The classic electrolyte pattern of an infant with pyloric stenosis is that of hypochloremic/hypokalemic metabolic alkalosis due to direct loss of hydrochloric acid and intravascular volume depletion leading to activation of the renin-angiotensin-aldosterone system, which causes increased renal potassium excretion in exchange for sodium. Up to 14% of infants have jaundice (icteropyloric syndrome).

Diagnosis reference

  1. 1. Expert Panel on Pediatric Imaging, Alazraki AL, Rigsby CK, et al. ACR Appropriateness Criteria® Vomiting in Infants. J Am Coll Radiol. 2020;17(11S):S505-S515. doi:10.1016/j.jacr.2020.09.002

Treatment of Hypertrophic Pyloric Stenosis

  • Pyloromyotomy

Initial treatment of hypertrophic pyloric stenosis is directed at fluid resuscitation and correcting electrolyte abnormalities.

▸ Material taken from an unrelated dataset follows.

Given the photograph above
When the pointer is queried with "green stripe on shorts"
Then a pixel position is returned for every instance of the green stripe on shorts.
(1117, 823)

Definitive treatment is a longitudinal pyloromyotomy, which leaves the mucosa intact and separates the incised muscle fibers. Postoperatively, the infant usually tolerates feeding within a day. Some centers are now successfully performing endoscopic pyloromyotomy (1). Pyloromyotomy is safe and effective.

Treatment reference

  1. 1. Zhang H, Liu Z, Ma L, et al. Gastric Peroral Endoscopic Pyloromyotomy for Infants With Congenital Hypertrophic Pyloric Stenosis. Am J Gastroenterol. 2023;118(3):465-474. doi:10.14309/ajg.0000000000001973

Key Points

  • Projectile vomiting occurs shortly after feeding in an infant < 3 months old, usually between 3 weeks and 6 weeks of age, and, unless dehydration becomes significant, appetite tends to be intact and the infant appears well.

  • Diagnosis is by ultrasound.

  • Treatment is surgical incision of the hypertrophied pyloric muscle (pyloromyotomy).